The actions implemented by the library are in three groups:
1. Quit, Restart, Restore, Verify, Save, ScriptOn, ScriptOff,
Brief, Normal, Verbose;
2. Inv, Take, Drop, Remove, PutOn, Insert, Transfer, Empty,
Enter, Exit, Go, Look, Examine, Give,
Unlock, Lock, SwitchOn, SwitchOff, Open, Close, Disrobe, Wear, Eat;
3. Rhet [rhetorical answer], Burn, Pray, Wake, WakeOther [person],
Kiss, Think, Smell, Listen, Taste, Touch, TouchThing, Dig,
Cut, Jump [jump on the spot], JumpOver, Tie, Drink,
Fill, Sorry, Strong [swear word], Mild [swear word], Attack, Swim,
Swing [something], Blow, Rub, Set, WaveHands [ie, just "wave"],
Wave [something], Pull, Push, PushDir [push something in a direction],
Turn, Squeeze, LookUnder [look underneath something], Search,
ThrowAt, Answer, Buy, Ask, Sing, Climb, Wait, Sleep
Note that the player can type all manner of things to get these. For
instance, "take off shirt" and "remove shirt" both cause the Disrobe
action. Your code can ignore this complication.
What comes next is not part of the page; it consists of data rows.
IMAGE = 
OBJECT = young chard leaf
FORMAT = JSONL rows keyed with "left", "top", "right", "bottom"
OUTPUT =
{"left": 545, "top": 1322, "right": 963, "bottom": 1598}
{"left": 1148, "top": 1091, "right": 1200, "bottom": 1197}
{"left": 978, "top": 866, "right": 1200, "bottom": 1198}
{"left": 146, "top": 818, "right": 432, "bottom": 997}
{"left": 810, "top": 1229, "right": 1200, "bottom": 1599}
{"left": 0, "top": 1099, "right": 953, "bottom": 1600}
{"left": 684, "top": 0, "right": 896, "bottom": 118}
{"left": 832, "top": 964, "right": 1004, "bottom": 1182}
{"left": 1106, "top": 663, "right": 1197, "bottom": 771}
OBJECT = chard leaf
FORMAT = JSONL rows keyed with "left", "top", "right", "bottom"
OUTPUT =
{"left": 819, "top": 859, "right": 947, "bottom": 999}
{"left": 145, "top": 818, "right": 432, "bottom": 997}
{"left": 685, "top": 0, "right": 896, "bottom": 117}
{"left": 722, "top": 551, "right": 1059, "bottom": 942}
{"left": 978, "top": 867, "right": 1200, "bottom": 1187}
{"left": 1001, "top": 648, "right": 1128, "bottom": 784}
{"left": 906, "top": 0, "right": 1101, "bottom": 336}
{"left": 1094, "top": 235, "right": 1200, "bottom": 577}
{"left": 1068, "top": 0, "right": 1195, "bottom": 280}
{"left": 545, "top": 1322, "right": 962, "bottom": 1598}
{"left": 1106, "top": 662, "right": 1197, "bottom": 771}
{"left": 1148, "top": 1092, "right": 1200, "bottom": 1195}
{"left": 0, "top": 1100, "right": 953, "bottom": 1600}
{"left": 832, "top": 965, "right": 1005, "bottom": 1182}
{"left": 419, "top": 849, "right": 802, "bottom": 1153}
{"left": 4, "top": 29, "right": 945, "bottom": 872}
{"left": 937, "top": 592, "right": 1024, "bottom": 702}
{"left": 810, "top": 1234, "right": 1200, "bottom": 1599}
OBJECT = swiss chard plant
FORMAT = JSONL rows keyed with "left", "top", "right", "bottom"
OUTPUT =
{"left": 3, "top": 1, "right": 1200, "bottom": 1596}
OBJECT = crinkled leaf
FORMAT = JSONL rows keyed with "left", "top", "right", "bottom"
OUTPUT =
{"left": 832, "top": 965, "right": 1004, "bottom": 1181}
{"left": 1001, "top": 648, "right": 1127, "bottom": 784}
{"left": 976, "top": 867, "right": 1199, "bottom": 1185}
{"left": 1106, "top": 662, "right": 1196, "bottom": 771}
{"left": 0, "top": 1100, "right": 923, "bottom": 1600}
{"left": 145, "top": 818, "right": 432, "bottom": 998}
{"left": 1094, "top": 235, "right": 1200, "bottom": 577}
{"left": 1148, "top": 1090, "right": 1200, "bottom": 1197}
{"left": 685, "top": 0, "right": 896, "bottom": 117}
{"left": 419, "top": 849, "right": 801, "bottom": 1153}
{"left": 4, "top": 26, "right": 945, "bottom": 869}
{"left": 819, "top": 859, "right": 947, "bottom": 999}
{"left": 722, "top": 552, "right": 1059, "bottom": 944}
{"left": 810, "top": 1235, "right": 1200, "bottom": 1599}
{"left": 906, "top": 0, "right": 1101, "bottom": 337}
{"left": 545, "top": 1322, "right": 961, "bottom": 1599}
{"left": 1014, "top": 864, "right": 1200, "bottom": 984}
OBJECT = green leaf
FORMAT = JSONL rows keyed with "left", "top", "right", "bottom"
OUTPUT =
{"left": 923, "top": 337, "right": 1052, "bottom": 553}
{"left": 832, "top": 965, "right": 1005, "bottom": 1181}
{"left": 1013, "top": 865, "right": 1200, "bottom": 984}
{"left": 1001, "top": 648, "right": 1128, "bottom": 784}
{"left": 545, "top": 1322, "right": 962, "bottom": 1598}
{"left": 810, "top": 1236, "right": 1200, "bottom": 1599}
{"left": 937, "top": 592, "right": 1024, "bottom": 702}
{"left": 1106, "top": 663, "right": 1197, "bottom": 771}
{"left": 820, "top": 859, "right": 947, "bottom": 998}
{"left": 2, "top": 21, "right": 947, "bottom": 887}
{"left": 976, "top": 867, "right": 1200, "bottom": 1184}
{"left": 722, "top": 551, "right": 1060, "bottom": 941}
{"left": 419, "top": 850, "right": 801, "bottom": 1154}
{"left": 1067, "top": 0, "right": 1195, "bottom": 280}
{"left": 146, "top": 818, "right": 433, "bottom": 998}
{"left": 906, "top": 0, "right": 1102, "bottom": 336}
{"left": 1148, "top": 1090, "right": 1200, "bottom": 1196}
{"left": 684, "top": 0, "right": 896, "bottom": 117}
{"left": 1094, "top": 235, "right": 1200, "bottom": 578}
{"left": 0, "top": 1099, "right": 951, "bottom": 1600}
Group 1 actions are "meta" - they are outside the game proper, and your
code is unable to stop them. (If you want a room where the game can't be
saved, you'll have to tamper with SaveSub directly.)
Group 2 actions, by default, actually do something; group 3 actions,
by default, just reply with a message.
The routine names are these with "Sub" on the end, such as "SleepSub".
The action numbers corresponding to them are #a$SleepSub, and so on.
Although all actions go through a preroutine, not all of them bother
to check postroutines. For instance, since the built-in "smell" routine
just says "You smell nothing out of the ordinary", there would be no
point calling a postroutine - nothing, after all, has been done. (These
are the group 3 actions above.)
The ones which actually do something, and use postroutines, are:
Inv, Take, Drop, Remove, PutOn, Insert, Exit, Go, Look, Examine, Unlock,
Lock, SwitchOn, SwitchOff, Open, Close, Disrobe, Wear, Eat, Search.
(Some other group 2 actions use these postroutines indirectly - if the
player empties a sack out onto the floor, this is deemed to be dropping
the objects within, for instance, and if a sack is emptied into a packing
case this is considered a multiple insertion.)
Animate objects (such as sea monsters, mad aunts or nasty little dwarves)
have a "liferoutine". When this is called, the variable "reason_code"
holds the reason it was. This happens for the following reasons:
0 The player has asked the creature to do something,
e.g., by "troll, go south". action, inp1 and inp2 are
set up as usual: e.g. action=#a$GoSub and inp1=s_obj.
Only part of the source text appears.